Bruce wrote a lot of great songs about that tension. It’s the defining thing about his body of work, present in “Thunder Road” and “Born to Run” and “Born in the U.S.A.” and “Glory Days” and “The Land of Hope and Dreams” and “Wrecking Ball” and on and on, over the course of fifty years of songs. But “Badlands” is, I think, his masterpiece.

The song opens with a joyful explosion of major-key noise, guitar and drums and piano and Bruce singing lyrics that are deeply incongruous with all of that. “Got a head-on collision smashing in my guts, man,” he sings. “I’m caught in a crossfire that I don’t understand.” He unfurls a litany of complaints about where he’s from—the same old played-out scenes, the in-betweens, the heart and soul he’s missing, the lack of control he feels—and then has a panic attack in the pre-chorus. you wake up in the night with a fear so real. you send your life waiting for a moment that just don’t come. Then, because he’s Bruce Springsteen, he finds a note of hope, such as it is, imploring himself, or the listener, or whoever: don’t waste your time waiting.

There’s wisdom in “Badlands.” Probably its most quotable line is in the second verse, where he observes that a poor man wants to be rich, a rich man wants to be king, and a king ain’t satisfied till he rules everything. It’s an interesting sentiment to put in a song about trying to escape where you come from, a self-aware note that the yearning the song describes is coming from the inside as much as the outside. That’s not an easy thing to recognize when you’re angry.

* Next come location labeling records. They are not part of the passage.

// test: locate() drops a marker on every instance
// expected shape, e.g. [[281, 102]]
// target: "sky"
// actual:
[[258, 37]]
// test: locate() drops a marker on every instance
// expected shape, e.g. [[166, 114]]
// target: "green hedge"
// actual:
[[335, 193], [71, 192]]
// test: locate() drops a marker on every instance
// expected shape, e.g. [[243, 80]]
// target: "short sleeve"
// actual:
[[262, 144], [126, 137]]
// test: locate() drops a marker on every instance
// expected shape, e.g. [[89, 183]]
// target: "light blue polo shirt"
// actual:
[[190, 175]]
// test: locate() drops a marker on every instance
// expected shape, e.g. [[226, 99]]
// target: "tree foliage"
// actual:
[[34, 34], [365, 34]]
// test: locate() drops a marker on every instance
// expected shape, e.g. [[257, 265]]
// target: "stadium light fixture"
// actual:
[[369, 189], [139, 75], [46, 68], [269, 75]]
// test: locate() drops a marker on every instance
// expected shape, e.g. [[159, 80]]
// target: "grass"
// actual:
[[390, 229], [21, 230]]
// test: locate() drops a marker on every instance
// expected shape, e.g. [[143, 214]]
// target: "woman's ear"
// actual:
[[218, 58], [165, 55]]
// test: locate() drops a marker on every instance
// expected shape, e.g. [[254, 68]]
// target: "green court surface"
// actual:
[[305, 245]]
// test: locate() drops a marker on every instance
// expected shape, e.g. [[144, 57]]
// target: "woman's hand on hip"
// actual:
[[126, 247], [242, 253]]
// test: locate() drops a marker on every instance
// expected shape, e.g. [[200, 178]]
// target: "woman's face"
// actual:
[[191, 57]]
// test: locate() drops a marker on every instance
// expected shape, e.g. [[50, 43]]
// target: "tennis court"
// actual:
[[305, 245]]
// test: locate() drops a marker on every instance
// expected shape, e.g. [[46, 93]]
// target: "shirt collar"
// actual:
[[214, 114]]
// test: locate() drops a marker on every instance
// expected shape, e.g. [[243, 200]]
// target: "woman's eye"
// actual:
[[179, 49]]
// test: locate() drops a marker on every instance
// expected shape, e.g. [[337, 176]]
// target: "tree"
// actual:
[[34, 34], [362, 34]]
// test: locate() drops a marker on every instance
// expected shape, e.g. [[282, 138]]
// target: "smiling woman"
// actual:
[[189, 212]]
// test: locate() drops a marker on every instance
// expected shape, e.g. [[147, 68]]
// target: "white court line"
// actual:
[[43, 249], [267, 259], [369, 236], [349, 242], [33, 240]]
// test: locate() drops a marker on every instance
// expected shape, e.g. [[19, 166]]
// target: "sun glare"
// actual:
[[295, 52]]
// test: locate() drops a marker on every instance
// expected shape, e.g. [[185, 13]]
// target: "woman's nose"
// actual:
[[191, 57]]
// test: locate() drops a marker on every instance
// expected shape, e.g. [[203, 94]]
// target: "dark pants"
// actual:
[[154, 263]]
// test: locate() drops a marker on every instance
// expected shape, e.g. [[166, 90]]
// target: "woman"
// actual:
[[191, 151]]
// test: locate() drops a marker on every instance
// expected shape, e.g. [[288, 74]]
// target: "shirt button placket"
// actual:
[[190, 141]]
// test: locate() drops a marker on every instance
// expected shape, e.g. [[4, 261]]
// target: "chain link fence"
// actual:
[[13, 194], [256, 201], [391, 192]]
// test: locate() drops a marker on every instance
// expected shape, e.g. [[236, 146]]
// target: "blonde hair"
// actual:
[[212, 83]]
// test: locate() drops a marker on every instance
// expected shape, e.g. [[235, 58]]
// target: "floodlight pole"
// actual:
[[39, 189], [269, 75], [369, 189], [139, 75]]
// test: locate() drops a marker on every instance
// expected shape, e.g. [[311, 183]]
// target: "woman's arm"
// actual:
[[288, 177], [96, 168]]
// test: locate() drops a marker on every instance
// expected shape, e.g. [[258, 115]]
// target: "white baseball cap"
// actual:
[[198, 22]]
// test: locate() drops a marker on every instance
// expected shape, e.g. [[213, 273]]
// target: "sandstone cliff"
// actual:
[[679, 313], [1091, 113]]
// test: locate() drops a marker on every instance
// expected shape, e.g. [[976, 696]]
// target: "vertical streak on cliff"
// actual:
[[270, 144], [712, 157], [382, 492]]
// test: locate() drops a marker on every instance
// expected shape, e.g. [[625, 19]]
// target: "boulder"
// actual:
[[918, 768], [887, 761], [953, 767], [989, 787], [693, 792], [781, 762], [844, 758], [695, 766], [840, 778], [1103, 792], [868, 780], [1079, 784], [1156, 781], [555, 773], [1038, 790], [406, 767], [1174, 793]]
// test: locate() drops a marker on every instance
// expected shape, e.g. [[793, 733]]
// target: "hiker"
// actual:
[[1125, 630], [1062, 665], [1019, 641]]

And “Badlands” is angry, in a way that Springsteen is rarely angry in his music. It doesn’t necessarily read as anger, because Bruce’s music is joyful and exuberant even when expressing contempt, but it’s definitely there. When the song gets to its climax—after Steven Van Zandt delivers a blazing guitar solo, and Clarence Clemons counters with his sax, and the song does a quick breakdown, where Bruce hums his way through the song getting quiet, and then loud again—he delivers a dedication that’s also, implicitly and then explicitly, an epithet hurled in the direction of those on the other side of the badlands. for the ones who had a notion, a notion deep inside—that it ain’t no sin to be glad you’re alive, he sings, big-upsing the listener who relates to what he’s singing, and justifying his anger by being the optimist surrounded by doomed pessimists, before addressing the those people directly. i want to find one face that ain’t looking through me. i want to find one place—he starts, then stops himself, says what he really means. i want to spit in the face of these—and then the chorus rolls back around—badlands, he exclaims, running through it one more time, another release of joyful noise.

There are a lot of things I love about Bruce Springsteen’s music, but if I had to try to pin it down to a single overarching theme, it’s the combination of joy and defiance that’s never more present than it is on “Badlands.” Bruce gives the distinct impression of being someone who recognizes that the world should be better than it is, but whose reaction to that fact is generous and life-affirming. Yes, the fact that the world is like this is unbelievably disappointing—but also, the reason it’s disappointing is because the people who live in it deserve better lives. The anger is always tempered by love and hope, and while that’s not always something I feel capable of, I hold that aspect of Bruce’s music as something of a north star—it’s not simplistic, it’s not built on false hope, there are no easy answers in it. It’s just the conviction that you gotta live it every day, your broken heart the price of admission, and keep pushing till it’s understood and these badlands start treating us good.